ビル・エヴァンスの奏でるメロディは甘美でリリシズムに溢れているとよく言われるます。確かにそうですがよく聴くとかなり無機質なプレイのように僕は思えます。スコット・ラファロとのインタープレイも白熱してはいるがどこか冷めたものを僕は感じます。もう一人のビル・エヴァンスが冷静に見つめているような。
僕が彼に出会ったのはもちろん高校生の時、ジャズ本などからビル・エヴァンスはいつか買わなくちゃと思っていました。
最高傑作は「ポートレイト・イン・ジャズ」という定評で、僕もこれが欲しかったのだが兄との協定で、同じレコードを買うのは止めようとなっていました。兄がこちらを持っていたので僕は「ワルツ・フォー・デビー」を買うこととなりました。今とジャケットは違っていて見開きのジャケットでした。。
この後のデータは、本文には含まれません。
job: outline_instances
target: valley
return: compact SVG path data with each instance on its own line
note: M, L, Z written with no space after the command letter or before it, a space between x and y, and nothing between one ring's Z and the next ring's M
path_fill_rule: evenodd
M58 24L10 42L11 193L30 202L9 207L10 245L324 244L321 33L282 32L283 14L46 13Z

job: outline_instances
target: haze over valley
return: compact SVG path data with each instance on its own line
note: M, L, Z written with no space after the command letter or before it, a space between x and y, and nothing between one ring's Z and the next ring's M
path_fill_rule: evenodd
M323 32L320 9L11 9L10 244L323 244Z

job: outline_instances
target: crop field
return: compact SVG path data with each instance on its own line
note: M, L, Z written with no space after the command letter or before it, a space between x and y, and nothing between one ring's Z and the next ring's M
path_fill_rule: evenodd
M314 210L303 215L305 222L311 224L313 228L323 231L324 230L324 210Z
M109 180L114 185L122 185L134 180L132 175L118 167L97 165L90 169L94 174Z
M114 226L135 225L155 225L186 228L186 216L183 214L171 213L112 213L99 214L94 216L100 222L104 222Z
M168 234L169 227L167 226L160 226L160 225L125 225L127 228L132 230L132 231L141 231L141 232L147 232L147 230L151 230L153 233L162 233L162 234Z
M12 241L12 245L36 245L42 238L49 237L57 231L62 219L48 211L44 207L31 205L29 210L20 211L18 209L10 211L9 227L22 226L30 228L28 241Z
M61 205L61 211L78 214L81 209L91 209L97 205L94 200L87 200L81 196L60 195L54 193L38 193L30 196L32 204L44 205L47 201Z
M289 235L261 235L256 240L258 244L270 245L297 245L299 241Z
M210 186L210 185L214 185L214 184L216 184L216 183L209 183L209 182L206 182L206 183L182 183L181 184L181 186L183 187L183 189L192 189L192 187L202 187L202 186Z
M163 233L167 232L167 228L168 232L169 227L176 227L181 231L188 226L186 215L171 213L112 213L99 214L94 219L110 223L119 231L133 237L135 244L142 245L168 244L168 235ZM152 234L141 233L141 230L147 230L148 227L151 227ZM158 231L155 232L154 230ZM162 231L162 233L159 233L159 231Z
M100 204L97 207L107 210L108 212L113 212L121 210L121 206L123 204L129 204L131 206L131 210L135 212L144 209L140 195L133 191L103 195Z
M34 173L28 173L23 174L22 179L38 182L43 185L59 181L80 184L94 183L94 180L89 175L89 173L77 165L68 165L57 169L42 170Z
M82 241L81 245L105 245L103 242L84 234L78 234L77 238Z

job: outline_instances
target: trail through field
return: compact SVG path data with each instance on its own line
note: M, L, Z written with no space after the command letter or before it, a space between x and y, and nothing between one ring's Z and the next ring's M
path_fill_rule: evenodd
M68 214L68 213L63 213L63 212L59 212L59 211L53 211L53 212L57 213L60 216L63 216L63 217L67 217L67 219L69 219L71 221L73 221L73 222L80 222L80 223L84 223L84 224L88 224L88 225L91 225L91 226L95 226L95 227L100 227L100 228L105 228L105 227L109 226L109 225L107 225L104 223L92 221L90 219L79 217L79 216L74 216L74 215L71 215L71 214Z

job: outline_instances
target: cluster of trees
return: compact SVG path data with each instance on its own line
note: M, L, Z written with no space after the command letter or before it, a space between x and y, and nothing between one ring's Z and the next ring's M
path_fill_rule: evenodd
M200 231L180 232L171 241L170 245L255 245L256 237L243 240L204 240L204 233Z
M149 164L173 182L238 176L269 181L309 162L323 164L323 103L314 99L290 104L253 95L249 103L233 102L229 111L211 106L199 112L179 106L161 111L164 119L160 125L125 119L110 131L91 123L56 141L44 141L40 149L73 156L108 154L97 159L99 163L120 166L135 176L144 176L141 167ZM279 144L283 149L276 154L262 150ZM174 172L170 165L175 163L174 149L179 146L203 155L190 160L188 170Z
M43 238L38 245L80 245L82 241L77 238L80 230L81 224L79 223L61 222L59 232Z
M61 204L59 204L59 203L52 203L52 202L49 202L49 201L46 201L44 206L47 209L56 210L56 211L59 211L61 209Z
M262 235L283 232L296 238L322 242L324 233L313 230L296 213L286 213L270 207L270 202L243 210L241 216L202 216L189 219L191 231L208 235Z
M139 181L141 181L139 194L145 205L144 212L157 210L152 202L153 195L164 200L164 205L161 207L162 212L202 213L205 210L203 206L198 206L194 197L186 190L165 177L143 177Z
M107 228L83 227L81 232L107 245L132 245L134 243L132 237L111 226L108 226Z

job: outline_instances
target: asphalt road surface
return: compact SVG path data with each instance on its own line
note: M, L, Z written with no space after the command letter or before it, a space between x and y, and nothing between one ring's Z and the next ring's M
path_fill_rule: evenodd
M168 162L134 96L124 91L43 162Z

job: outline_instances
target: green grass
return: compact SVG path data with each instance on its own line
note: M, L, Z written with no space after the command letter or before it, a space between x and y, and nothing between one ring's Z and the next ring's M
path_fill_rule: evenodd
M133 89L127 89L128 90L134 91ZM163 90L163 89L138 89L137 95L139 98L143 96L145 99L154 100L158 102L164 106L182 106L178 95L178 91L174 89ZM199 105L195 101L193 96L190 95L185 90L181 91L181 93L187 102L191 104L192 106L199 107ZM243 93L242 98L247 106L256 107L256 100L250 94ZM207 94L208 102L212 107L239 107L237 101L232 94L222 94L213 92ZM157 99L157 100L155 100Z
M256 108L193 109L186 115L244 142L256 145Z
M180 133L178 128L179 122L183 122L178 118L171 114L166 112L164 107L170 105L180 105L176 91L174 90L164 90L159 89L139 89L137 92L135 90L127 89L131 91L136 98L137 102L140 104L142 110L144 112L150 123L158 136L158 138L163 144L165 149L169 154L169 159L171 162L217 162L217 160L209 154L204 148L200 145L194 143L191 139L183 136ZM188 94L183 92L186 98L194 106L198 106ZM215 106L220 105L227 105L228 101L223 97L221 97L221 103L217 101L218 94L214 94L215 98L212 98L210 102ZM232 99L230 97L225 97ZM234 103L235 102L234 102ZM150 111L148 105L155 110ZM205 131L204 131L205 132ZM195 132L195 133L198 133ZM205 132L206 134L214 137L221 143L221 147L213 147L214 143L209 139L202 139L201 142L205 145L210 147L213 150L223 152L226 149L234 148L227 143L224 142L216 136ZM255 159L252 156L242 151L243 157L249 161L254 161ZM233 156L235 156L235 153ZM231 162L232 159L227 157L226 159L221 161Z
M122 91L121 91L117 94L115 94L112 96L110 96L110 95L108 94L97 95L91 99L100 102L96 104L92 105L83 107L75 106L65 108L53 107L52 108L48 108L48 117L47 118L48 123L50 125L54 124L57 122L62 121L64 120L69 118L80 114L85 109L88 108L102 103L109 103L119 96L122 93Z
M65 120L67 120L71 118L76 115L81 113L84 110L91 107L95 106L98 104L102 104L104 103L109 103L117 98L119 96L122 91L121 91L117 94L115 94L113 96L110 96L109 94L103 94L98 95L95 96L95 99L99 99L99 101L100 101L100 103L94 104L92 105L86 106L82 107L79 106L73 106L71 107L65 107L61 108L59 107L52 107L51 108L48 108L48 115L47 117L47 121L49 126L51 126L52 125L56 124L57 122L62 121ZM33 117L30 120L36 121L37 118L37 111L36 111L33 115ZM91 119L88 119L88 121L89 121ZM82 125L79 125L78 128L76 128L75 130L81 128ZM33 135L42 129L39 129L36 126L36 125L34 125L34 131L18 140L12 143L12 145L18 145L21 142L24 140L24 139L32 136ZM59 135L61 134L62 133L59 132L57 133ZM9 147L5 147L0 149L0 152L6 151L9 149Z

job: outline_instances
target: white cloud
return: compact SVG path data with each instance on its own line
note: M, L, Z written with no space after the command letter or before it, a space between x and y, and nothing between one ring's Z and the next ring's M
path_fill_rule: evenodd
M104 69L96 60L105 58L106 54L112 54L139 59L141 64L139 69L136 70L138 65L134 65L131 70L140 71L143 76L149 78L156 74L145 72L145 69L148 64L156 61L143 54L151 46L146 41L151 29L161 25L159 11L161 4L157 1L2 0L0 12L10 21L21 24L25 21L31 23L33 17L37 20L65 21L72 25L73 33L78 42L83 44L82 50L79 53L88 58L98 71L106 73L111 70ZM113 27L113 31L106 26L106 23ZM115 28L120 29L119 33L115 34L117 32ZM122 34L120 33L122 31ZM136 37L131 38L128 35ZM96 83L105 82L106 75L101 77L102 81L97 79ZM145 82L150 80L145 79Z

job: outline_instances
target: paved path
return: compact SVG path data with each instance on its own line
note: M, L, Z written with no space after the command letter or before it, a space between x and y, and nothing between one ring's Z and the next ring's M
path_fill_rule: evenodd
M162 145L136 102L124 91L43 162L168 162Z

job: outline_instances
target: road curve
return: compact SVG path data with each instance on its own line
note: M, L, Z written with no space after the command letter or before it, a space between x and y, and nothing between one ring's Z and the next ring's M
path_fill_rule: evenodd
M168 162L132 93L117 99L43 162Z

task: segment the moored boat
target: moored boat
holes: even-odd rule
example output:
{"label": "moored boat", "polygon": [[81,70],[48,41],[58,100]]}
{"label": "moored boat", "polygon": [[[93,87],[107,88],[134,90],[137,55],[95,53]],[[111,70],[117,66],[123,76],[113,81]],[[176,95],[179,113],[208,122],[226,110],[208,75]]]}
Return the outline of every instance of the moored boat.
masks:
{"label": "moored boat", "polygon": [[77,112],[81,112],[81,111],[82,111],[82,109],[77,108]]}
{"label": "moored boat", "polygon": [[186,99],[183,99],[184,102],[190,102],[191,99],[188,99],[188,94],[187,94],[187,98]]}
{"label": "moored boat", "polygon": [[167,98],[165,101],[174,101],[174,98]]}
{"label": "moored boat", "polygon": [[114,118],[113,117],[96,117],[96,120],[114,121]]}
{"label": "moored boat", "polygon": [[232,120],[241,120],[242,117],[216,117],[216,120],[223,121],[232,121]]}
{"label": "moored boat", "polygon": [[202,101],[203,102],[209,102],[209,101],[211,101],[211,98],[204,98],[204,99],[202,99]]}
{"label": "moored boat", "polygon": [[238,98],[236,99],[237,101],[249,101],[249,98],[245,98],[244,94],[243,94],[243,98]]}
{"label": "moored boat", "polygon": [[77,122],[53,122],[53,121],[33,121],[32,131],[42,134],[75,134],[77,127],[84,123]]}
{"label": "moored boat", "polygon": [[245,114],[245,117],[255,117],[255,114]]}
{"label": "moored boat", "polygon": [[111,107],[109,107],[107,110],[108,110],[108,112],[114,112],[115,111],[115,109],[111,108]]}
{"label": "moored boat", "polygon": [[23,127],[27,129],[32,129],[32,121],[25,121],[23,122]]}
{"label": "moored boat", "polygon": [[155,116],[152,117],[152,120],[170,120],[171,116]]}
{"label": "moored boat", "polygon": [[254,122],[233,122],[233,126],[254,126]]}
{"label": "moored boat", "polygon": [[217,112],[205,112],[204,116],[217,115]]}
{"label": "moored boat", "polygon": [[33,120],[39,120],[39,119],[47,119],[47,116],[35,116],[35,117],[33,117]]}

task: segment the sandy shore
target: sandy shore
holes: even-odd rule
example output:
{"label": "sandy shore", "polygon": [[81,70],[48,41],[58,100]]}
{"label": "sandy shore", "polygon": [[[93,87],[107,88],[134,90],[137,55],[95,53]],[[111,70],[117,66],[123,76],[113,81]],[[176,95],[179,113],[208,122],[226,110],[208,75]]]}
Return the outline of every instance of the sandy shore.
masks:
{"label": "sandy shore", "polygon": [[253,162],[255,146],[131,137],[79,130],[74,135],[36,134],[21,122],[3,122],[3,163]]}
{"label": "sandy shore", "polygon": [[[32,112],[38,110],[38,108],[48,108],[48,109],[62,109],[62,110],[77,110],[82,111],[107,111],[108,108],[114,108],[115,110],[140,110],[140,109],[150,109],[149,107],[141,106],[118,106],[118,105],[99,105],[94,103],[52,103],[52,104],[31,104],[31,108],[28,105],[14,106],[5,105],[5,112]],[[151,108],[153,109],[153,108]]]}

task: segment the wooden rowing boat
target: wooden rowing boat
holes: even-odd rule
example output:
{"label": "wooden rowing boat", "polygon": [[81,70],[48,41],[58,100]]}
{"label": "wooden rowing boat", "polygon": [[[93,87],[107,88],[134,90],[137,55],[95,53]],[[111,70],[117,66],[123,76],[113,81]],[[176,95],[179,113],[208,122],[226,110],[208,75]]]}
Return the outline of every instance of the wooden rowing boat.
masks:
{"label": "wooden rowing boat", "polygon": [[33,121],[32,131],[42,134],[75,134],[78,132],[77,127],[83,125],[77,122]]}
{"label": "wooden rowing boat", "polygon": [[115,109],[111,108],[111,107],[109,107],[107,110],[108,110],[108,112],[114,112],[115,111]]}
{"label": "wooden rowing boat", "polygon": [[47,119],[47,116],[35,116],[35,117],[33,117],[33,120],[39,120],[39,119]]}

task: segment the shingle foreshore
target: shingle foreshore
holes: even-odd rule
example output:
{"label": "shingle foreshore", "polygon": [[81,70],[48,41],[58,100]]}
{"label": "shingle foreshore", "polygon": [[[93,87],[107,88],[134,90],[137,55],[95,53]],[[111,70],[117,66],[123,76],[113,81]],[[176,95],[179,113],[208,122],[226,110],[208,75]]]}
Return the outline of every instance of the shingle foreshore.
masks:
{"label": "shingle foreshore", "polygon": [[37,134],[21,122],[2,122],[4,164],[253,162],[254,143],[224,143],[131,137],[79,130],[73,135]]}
代金を払いレコードを抱きしめるようにして家に帰りました。そのころレコードを聴く時の儀式というか、必ずコーヒーを飲みながらと決めていました。多分大人のまねをしたかったんでしょう。その時もドリップでコーヒーをたててからアンプのスイッチを入れ、ジャケットからライナーノーツを出し、音が出るのを待ちました。
最初の「マイ・フーリッシュ・ハート」が鳴り出した瞬間ぼうっとしてしましまいました。なんて甘美なメロディなんだろう。それまで聴いていたピアニスト達とは全く違った弾き方、ジャズ初心者の僕には本当に聴きやすく美しいピアノでした。
スコット・ラファロのベース、あんな風に演奏できるなんて神業としか思えませんでした。まるでビル・エヴァンスと会話をしているように聞こえました。実際にはバックでビリ・エヴァンスに「給料をあげろ」と脅していたらしいです。オリン・キープニュースに言わせるといやな奴だったようです。でも二人のプレイからはそんなこと露ほども。
プレイが進むにつれて演奏の合間に聞こえる笑い声や話し声、グラスがカチカチ鳴る音。アメリカ人は真剣に聴かないのかなあ、なんてちょっと信じられませんでした。でもあの音がなかったらこのアルバムの魅力は半減していたでしょう。ライブアルバムの名録音としても推薦したいです。
多分このアルバムからジャズに入門した方も多いでしょうね。僕もジャズを聴き始めた頃に買っています。また女性に人気の高いアルバムナンバーワンです。その中でもタイトルの「ワルツ・フォー・デビー」姪に捧げた曲でジャズの名曲です。
初心者の時の感動と今の感度が別 の所にあるのもこのアルバムのすごいところです。メロディの甘美さで「ワルツ・フォー・デビー」インタープレイの面 では姉妹盤「サンデイ・アット・ザ・ヴィレッジ・ヴァンガード」どちらもぜひ聴いて欲しいです。
なお余談ですがこのアルバムオーディオ的に神話があり。演奏の途中で地下鉄の通 る音が聞こえるらしいです。録音された「ヴィレッジ・ヴァンガード」は地下にありすぐヨコを地下鉄が通 っているとのことです。オーディオマニアの方挑戦してみてください。僕のシステムでは再生できませんでした。(TOT)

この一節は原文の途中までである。